The Idle Toad was a local political party in England, which held seats in the South Ribble district of Lancashire and Lancashire County Council between 1997 and 2013.

==History==
The party originated in 1997, when Labour Party councillor and former Lancashire Evening Telegraph journalist Tom Sharratt was deselected. He started printing a local newsletter, named the Idle Toad, the successor to his Labour News publication from 1981, and stood thereafter under this description, holding both his South Ribble Rural East on Lancashire County Council and Coupe Green and Gregson Lane seat on South Ribble District Council. They stood seven candidates in South Ribble in 1999, as a label but not a formal party. The newsletter, a "mix of local news and digs at the Labour Party", had 9,000 readers. They first used the description "Labour Philosophical and Recreational Teaching Institution" (Labour PARTI), but Idle Toad stuck.

Sharratt formed Idle Toad as a party with fellow councillor Barrie Yates in 2002. It was registered with the Electoral Commission on 30 January 2003. The party was community based and not linked to any specific political ideology. In 2003 it fielded six candidates and also had parish councillors. It held Coupe Green and Gregson Lane by 15 votes over the Conservatives in 2004.

The party had three councillors on South Ribble District Council by 2007. Yates and Jim Marsh, another party councillor, resigned from the party that year, joining the Conservative Party soon after in 2008. Sharratt was brought before the standards committee of South Ribble council, due to a comment in the Idle Toad newsletter describing Marsh as a "defacator". Sharratt countered that this was a misprint, and should have described him as a "defector". He was censured and ordered to apologise to Marsh. He later won an appeal to this order.

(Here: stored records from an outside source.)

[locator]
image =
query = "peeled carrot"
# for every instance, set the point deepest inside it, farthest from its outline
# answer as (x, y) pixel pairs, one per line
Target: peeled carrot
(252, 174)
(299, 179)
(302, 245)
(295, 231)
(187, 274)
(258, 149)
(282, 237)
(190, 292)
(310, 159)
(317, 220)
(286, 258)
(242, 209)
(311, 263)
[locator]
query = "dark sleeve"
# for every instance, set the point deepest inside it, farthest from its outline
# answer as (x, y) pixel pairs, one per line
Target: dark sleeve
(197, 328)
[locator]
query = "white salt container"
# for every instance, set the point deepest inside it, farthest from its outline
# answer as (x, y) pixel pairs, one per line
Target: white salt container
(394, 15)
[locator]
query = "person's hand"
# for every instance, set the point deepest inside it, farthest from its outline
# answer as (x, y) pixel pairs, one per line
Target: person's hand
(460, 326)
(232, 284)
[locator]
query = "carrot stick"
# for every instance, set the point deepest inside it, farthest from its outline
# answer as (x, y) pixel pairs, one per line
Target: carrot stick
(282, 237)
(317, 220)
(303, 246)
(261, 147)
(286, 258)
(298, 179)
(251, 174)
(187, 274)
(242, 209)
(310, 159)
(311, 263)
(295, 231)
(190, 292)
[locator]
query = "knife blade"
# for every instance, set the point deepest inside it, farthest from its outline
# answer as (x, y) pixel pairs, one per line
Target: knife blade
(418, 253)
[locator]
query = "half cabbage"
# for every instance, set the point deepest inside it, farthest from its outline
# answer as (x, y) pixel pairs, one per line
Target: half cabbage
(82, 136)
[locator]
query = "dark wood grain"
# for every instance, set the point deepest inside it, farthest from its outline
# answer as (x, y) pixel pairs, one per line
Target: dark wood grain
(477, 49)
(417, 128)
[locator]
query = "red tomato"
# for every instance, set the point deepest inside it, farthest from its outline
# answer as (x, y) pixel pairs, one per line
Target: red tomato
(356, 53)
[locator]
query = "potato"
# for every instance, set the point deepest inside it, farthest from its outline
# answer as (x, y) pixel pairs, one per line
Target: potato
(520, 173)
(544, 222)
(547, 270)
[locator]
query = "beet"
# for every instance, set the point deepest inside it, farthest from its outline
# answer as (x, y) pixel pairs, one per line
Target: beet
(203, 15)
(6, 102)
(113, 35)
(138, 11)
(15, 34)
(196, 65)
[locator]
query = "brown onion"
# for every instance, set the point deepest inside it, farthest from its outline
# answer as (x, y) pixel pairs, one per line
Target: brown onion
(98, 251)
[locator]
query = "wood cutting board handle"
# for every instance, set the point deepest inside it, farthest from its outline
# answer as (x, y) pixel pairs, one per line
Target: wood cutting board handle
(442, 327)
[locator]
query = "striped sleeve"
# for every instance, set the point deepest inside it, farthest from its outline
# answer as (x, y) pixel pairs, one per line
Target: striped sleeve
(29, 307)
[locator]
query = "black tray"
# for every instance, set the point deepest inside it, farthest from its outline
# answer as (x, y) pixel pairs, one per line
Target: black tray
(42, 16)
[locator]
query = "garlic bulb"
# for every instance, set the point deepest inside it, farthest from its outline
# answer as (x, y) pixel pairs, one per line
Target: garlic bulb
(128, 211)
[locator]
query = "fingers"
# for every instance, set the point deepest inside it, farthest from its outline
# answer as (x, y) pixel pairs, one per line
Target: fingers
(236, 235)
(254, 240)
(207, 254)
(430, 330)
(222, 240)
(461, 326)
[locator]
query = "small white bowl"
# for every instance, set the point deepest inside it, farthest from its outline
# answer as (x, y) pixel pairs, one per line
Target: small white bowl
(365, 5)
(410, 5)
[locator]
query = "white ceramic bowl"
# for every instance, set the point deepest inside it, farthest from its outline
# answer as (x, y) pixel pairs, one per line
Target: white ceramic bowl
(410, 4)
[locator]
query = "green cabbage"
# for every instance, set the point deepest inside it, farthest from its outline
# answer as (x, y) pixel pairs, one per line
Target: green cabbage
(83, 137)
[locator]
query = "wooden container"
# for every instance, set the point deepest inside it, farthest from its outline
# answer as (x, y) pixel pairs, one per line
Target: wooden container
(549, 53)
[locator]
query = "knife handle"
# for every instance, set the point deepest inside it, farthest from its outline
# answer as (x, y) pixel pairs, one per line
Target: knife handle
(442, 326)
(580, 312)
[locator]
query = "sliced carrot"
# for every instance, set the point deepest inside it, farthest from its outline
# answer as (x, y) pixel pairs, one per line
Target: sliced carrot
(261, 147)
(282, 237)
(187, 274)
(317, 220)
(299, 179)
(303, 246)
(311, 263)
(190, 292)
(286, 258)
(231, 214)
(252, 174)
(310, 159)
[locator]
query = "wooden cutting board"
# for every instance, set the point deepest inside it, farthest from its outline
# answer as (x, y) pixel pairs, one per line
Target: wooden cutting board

===Decline and dissolution===
Following the 2013 county council elections for Lancashire, the Idle Toad Party was left with no remaining councillors. It was statutorily deregistered by the UK electoral commission in November 2014. LGC Plus said, "Voters in Lancashire have ended the reign of the UK’s most strangely-named political party". Colin Rallings and Michael Thrasher later wrote, "Readers of a certain age will regret the demise of the Idle Toad party". John Rentoul named it among the top ten party names.